The IDS 2012 dataset contains fewer types of attack traffic, and the effectiveness of the MFVT model and the data processing algorithm CPR are demonstrated to be not generalizable on this dataset only. So, ablation experiments also were performed on the more complex IDS 2017 dataset. Figures 7 and 8 are the results of the ablation experiment, from which it can be seen that the accuracy, recall, F1-score and accuracy of the MFVT model and the combination of MFVT model and CPR algorithm all reached nearly 100%, which was significantly better than other comparison models. Figure 7 shows that the detection results obtained by MFVT model and the combination of MFVT model and CPR algorithm are close to 100% in the evaluation criteria, which is significantly better than other comparison models. The comparison of the FPR between the MFVT model and other comparison models is shown in Fig. 8, from which it can be seen that the MFVT model is still the best. Combined with Fig. 5a and Table 5(experimental results of DDos, Hulk and Portscan, which account for a large proportion of attacks, have been marked in bold), it can be concluded that the MFVT model combined with the CPR algorithm has a better ability to recognize small samples.

Fig. 8
figure 8

The result of FPR

Table 5 Performance of MFVT(CPR) in the IDS 2017 dataset

To further demonstrate the error of the prediction results of the MFVT model proposed in this paper combined with CPR, the experimental results were made into the heat map shown in Fig. 9. From the heat map, the performance of the MFVT model combined with CPR is very high, and the prediction error rate is extremely low.

Fig. 9
figure 9

Heat map of prediction results of MFVT model combined with CPR algorithm

To verify that the MFVT model can reduce the sample resources required for training, we tested it on the IDS 2017 dataset by reducing the training set data volume according to Formula 27 with all other conditions held constant, \(data_0\) is the initial assigned training set data volume, \(data_n\) is the updated data volume, and n is taken according to Formula 28, where \(n_0\) is the initial value of n equal to 0.9, and N takes values in the range of 1–7. Table 6 shows the test results.
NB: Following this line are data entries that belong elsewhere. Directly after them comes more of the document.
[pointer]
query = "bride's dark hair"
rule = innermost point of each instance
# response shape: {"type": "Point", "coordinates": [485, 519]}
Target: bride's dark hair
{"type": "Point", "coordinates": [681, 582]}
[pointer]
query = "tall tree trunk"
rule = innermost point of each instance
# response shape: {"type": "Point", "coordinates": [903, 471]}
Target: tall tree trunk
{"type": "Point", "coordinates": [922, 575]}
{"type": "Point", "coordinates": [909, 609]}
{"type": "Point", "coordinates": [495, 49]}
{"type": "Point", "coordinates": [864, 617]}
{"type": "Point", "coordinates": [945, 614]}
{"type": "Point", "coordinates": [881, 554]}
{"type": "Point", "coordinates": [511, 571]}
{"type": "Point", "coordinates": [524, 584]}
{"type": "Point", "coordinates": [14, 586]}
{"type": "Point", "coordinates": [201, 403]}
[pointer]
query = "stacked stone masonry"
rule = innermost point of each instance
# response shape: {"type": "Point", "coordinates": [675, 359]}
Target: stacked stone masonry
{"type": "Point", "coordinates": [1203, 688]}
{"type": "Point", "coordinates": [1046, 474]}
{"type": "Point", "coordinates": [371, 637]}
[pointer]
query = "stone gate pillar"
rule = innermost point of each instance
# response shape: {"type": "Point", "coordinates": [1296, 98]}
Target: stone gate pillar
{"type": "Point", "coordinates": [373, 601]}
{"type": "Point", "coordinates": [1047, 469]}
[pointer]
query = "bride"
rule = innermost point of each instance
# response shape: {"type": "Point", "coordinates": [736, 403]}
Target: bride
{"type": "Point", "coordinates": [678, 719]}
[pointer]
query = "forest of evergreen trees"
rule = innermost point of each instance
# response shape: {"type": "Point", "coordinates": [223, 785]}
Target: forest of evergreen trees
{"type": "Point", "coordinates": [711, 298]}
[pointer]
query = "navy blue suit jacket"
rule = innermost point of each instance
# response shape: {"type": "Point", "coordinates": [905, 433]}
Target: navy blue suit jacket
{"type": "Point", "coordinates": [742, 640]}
$$\begin{aligned} \mathrm{Data}_{n}= & {} (1-0.1 * n) * \mathrm{data}_{0} \end{aligned}$$
$$\begin{aligned} n= & {} n_{0}-0.1 N \end{aligned}$$
Table 6 Test results-% of original training data

As can be seen from Fig. 10, when the training set data amount is reduced to 80% of the original training set data amount, the impact on the overall accuracy of the test set is very small. Through this experiment, it is proved that the MFVT model combined with CPR algorithm can effectively reduce the training resources and maintain the accuracy of the test set as much as possible.

Fig. 10
figure 10

Experimental results for different training set data amounts

Fig. 11
figure 11

Experimental results. Blue represents MFVT, red represents accuracy MFVT change lr

4.4.3 Optimization of MFVT model

In the conclusion of this section, it is hoped to further improve the detection accuracy and the stability of the model by increasing the training epochs and continuously adjusting the learning rate (lr) during the training process. Thus, IDS 2012 is used as the ablation experiment dataset, which takes less time to train than IDS 2017.Two sets of experiments were conducted. In the first group, our model was trained 1,000 times and the results were recorded every 100 times.
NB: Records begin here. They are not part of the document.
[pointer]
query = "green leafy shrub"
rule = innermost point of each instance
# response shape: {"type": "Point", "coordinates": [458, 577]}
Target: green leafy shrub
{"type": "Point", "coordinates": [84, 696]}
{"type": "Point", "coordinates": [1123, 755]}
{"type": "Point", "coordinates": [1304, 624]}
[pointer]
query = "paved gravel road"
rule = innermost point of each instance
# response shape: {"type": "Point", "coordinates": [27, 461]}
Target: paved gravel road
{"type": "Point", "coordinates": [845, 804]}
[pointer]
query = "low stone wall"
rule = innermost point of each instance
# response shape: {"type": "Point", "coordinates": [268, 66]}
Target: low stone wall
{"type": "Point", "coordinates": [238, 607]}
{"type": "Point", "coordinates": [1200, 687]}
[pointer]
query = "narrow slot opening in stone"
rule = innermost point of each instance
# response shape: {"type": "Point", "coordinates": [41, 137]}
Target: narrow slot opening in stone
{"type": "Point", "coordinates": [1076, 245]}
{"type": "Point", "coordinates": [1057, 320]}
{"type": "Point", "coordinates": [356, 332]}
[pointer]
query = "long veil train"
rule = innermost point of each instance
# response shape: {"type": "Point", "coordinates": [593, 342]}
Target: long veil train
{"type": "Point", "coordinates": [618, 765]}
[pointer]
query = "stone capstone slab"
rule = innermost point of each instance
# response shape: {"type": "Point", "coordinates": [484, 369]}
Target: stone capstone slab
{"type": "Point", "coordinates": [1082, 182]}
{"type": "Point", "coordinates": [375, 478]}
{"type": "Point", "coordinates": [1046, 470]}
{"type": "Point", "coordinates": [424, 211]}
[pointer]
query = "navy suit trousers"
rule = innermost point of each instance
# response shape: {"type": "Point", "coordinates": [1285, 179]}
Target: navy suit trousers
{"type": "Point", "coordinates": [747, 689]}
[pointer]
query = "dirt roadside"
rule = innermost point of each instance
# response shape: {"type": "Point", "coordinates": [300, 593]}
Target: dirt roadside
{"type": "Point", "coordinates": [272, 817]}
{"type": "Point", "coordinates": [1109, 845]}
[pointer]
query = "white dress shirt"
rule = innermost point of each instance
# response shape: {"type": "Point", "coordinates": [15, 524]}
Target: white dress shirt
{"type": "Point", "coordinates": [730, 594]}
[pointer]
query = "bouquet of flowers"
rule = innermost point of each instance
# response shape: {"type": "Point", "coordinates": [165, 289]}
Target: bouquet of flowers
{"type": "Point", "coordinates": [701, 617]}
In the second group, based on the first group, lr is changed 100 times per iteration according to Formula 29, where \(lr_i\) is the learning rate changed every time according to the formula, \(lr_0\) is the initial learning rate, and the epoch is every hundred iterations. To ensure the rigor of the experiment, the values were obtained after conducting the two sets of experiments several times. It can be seen from Fig. 11 that both the increase of training epochs and the change of lr can get better prediction accuracy in some intermediate results, but the experimental results tend to be stable in the end. In comparison, the variation of lr will make the variation of experimental results more stable.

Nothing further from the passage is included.